Berlin and Paris have long been at odds
For months, Europe’s finance ministers had struggled to find a compromise to reform the so-called Stability and Growth Pact. According to the responsible Spanish Presidency, more than forty meetings took place at a technical level. The negotiations were based on a proposal from the European Commission, which instead of providing uniform guidelines for debt reduction, provided for individual paths for each country.
The EU heavyweights Germany and France have long had very different opinions. Berlin insisted on uniform guidelines for debt and deficit reduction in highly indebted countries – which Paris rejected. The agreement between the 27 countries was preceded by a German-French proposal, which Lindner and Le Maire agreed on on Tuesday evening. An agreement without communication between Paris and Berlin was considered almost impossible.
Finally, according to reports, it was still a matter of getting the green light from Italy. Rome had long signaled that it would not accept strict rules.

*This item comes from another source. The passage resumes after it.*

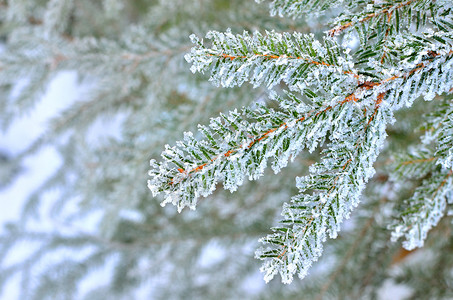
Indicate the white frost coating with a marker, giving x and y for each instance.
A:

Italy’s Finance Minister Giancarlo Giorgetti said after the agreement: “There are some positive things and some not so positive.” However, Italy has achieved a lot. “Above all, what we are signing is a sustainable agreement for our country, which aims, on the one hand, at a realistic and gradual debt reduction and, on the other hand, looks at investments in a constructive spirit.”
Why the rules should be reformed
The current regulations for debt reduction in EU countries date back to the 1990s and are considered complicated and, according to critics, strict. So far, states have normally had to repay 5 percent of debts that are above the 60 percent mark per year.
Due to the Corona crisis and the consequences of the Russian attack on Ukraine, the rules are temporarily suspended until 2024. Many countries exceed the limits primarily because they borrowed a lot of money during the pandemic to support the economy. But even before the pandemic, the rules were often ignored – including by Germany. A return to the old rules was seen as a threat to Europe’s economic recovery. The aim of the reform was also to make it simpler.
How it goes on
Before the new rules can come into force, they must be adopted by the states and negotiated with the European Parliament. It is expected that the legislation will be finalized before the European Parliament elections. The European elections will take place at the beginning of June 2024.